When faced with this situation, the first impulse might be to create a new set of allocations using correct square footage and start assessing owners based on the corrected calculations.  However, doing so, would in most cases, constitute a violation of the declaration and expose the association to liability for failing to follow the declaration as it was written.

Declarations that base assessments on square footage (or other formula), typically contain exhibits setting forth a specified percentage allocation for each unit.  Whether or not such allocations are based on correct square footage (or other) calculations, is generally irrelevant because associations are required to follow the allocations as they are written in the declaration regardless of whether they are correctly calculated.

Unfortunately, correction of these discrepancies must occur through the declaration amendment process.  In other words, the board must propose a declaration amendment to the owners and obtain the requisite owner approval to correct the inaccurate allocations.

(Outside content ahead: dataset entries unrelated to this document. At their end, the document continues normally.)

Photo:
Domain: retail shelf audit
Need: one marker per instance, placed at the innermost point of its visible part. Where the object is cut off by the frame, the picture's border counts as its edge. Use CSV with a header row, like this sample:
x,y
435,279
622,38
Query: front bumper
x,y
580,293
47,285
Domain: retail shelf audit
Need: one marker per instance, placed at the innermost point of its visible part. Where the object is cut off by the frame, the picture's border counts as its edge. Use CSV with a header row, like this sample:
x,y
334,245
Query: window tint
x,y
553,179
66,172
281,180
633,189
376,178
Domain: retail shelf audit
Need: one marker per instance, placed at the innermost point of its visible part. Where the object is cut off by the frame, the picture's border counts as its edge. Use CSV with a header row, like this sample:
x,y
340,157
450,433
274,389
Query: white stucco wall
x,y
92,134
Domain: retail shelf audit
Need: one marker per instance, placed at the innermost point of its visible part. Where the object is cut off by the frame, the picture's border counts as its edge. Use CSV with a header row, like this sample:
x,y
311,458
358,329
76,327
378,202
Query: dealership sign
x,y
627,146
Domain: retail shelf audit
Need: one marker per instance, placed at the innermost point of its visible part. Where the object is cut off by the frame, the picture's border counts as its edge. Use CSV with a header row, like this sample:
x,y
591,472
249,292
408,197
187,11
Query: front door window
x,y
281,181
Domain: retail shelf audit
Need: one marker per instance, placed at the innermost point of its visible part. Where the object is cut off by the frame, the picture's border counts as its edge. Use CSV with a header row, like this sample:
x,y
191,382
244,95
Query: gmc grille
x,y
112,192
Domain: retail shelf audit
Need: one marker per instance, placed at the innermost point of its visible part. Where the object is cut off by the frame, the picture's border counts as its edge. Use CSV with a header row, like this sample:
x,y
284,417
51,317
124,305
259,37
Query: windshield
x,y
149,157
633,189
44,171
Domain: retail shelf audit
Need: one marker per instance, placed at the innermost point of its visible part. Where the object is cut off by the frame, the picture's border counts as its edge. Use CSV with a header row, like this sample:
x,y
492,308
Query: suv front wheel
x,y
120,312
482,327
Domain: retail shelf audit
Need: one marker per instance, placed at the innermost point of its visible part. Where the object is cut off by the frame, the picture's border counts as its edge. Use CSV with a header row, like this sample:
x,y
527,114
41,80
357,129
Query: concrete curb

Prior to presenting a declaration amendment to its members, the correct square footages for the units must be determined.  In fact, it may be necessary to check the square footage of all units (if feasible) to ensure the proposed new allocations are accurate.   Oftentimes, square footage can be found on the county assessor’s website, but other options also exist such as retaining a surveyor.

Once the correct square footage has been determined, an amended exhibit to the declaration must be prepared setting forth the new and correct allocations.  Pursuant to Colorado law, a declaration amendment seeking to change allocated interests requires approval from owners representing at least 67% of the total votes in the association, or any higher percentage that may be specified in the declaration itself.

Notwithstanding the above, it is important to remember there is no legal requirement for incorrect allocations to be corrected via amendment.  It is perfectly lawful to leave the allocations as they are written and continue to utilize such allocations.

In sum, if a square footage discrepancy is brought to the board’s attention, the board has discretion to determine whether to present a declaration amendment to correct the discrepancy.  So long as the association is levying assessments pursuant to its covenants, the association should be protected from liability.